Hereditary Breast and Ovarian Cancer syndrome (HBOC) is a well-known hereditary cancer syndrome characterized by early-onset breast cancer as well as ovarian, pancreatic, prostate cancers and/or melanoma. Genetic counseling and testing can help individuals learn more about their cancer risks, and their options for surveillance and risk reduction. Approximately 10% of all cancer is thought to be hereditary.
Anyone with the following risk factors in their personal or family history should consider seeing a certified genetic counselor to learn more about their risks and genetic testing options:
- Breast cancer diagnosed before the age of 50
- Breast cancer that is triple negative (ER-/PR-/Her-2-) and diagnosed before age 60.
- Even one case of ovarian cancer.
- Male breast cancer.
- Personal history of pancreatic or prostate cancer at any age and one case of breast, ovarian pancreatic, or prostate cancer.
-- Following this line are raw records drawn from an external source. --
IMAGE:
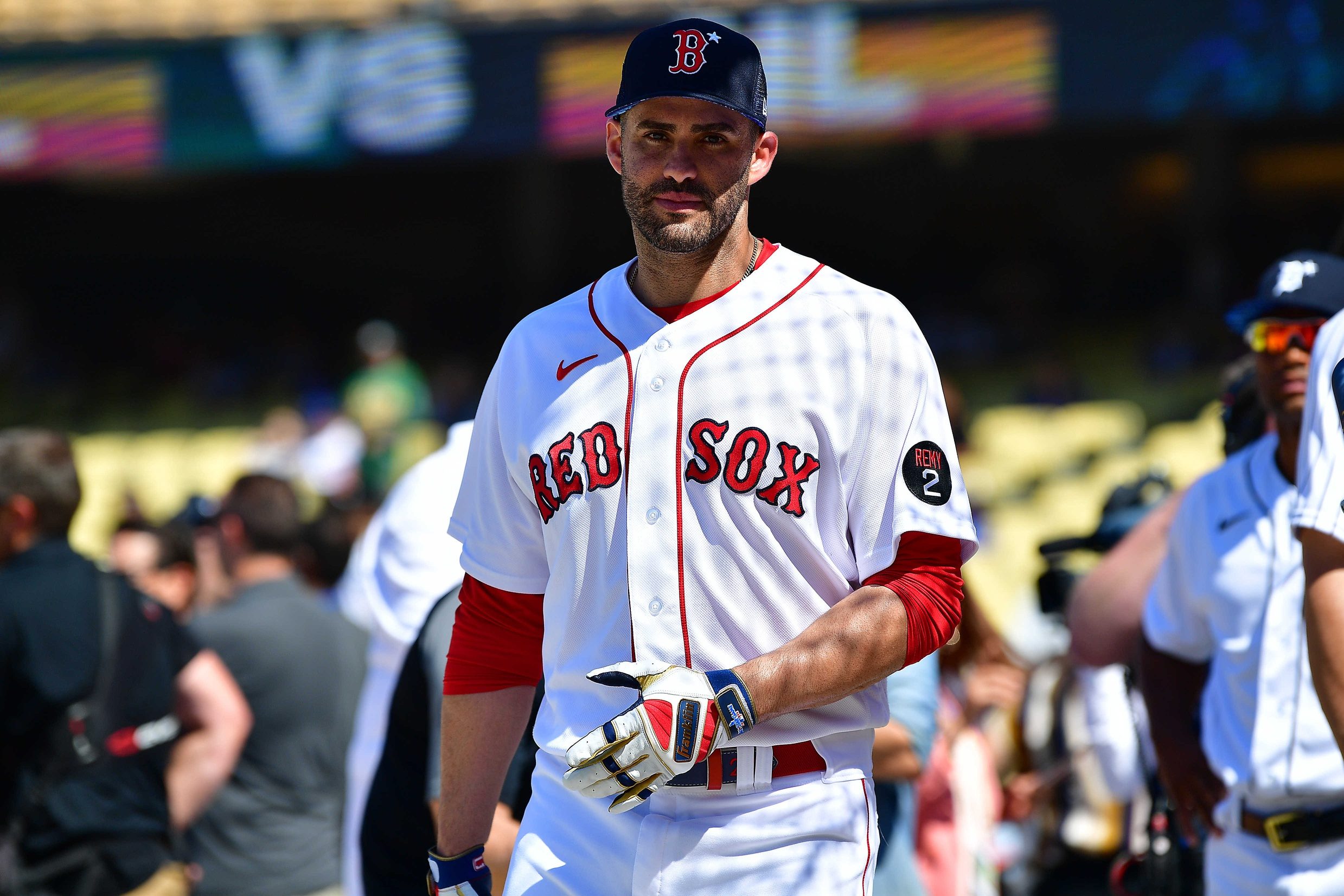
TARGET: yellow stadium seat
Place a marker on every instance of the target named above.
(1069, 505)
(1117, 468)
(101, 461)
(215, 458)
(1186, 450)
(159, 472)
(1089, 427)
(415, 441)
(1016, 444)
The prostate cancers in the family should have a Gleason score of ≥7. **
- Multiple HBOC cancers in one person (ex: an individual diagnosed with two breast primaries, with both breast and ovarian or with breast and pancreatic cancer).
- The combination of breast, ovarian, and/or pancreatic cancer on the same side of the family.
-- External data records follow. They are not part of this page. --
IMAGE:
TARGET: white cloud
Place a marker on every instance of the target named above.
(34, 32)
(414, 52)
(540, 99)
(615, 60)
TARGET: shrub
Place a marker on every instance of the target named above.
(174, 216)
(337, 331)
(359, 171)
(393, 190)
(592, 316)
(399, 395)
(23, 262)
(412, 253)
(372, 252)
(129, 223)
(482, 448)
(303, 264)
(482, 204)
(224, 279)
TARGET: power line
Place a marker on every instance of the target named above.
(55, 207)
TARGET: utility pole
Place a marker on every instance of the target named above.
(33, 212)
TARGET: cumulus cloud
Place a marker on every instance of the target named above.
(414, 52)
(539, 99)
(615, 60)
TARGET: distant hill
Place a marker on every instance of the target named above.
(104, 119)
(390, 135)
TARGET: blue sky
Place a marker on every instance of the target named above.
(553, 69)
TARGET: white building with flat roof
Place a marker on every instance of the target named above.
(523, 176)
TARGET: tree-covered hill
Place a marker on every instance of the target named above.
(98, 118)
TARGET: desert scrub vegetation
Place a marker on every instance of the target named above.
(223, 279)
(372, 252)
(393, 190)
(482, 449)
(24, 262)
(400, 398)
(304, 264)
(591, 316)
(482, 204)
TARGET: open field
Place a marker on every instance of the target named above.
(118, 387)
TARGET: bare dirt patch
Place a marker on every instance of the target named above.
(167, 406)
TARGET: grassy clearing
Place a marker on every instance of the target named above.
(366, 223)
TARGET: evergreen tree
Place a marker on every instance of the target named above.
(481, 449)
- Jewish ancestry in combination with any of the above.
- Jewish ancestry and one case of breast (at any age), ovarian or pancreatic cancer (even in the absence of additional family history).
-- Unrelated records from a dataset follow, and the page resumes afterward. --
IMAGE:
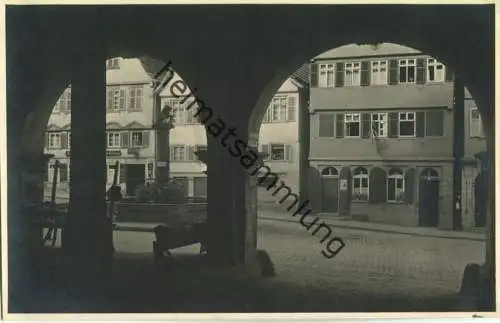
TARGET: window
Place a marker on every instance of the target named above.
(379, 72)
(352, 74)
(325, 75)
(475, 124)
(281, 109)
(63, 173)
(178, 110)
(135, 98)
(352, 124)
(114, 140)
(435, 71)
(379, 125)
(277, 152)
(407, 124)
(360, 184)
(137, 140)
(116, 99)
(407, 70)
(111, 174)
(326, 125)
(178, 153)
(149, 171)
(395, 186)
(112, 63)
(54, 140)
- Known genetic mutation in the family (e.g. BRCA1, BRCA2).
- A BRCA1/2 mutation found on genetic testing of a tumor sample (known as a somatic mtuation)***
*The risk factors listed above should not be used exclusively to determine candidates for genetic counseling. There are other factors that should be evaluated when determining a person’s risk such as their family size, number of female relatives, prophylactic surgeries and adoption. The above risk factors pertain to HBOC. For a full assessment, risk factors for other hereditary cancer syndromes should also be evaluated.
*Insurance coverage for testing varies and preauthorization is performed after a detailed personal/family history is obtained.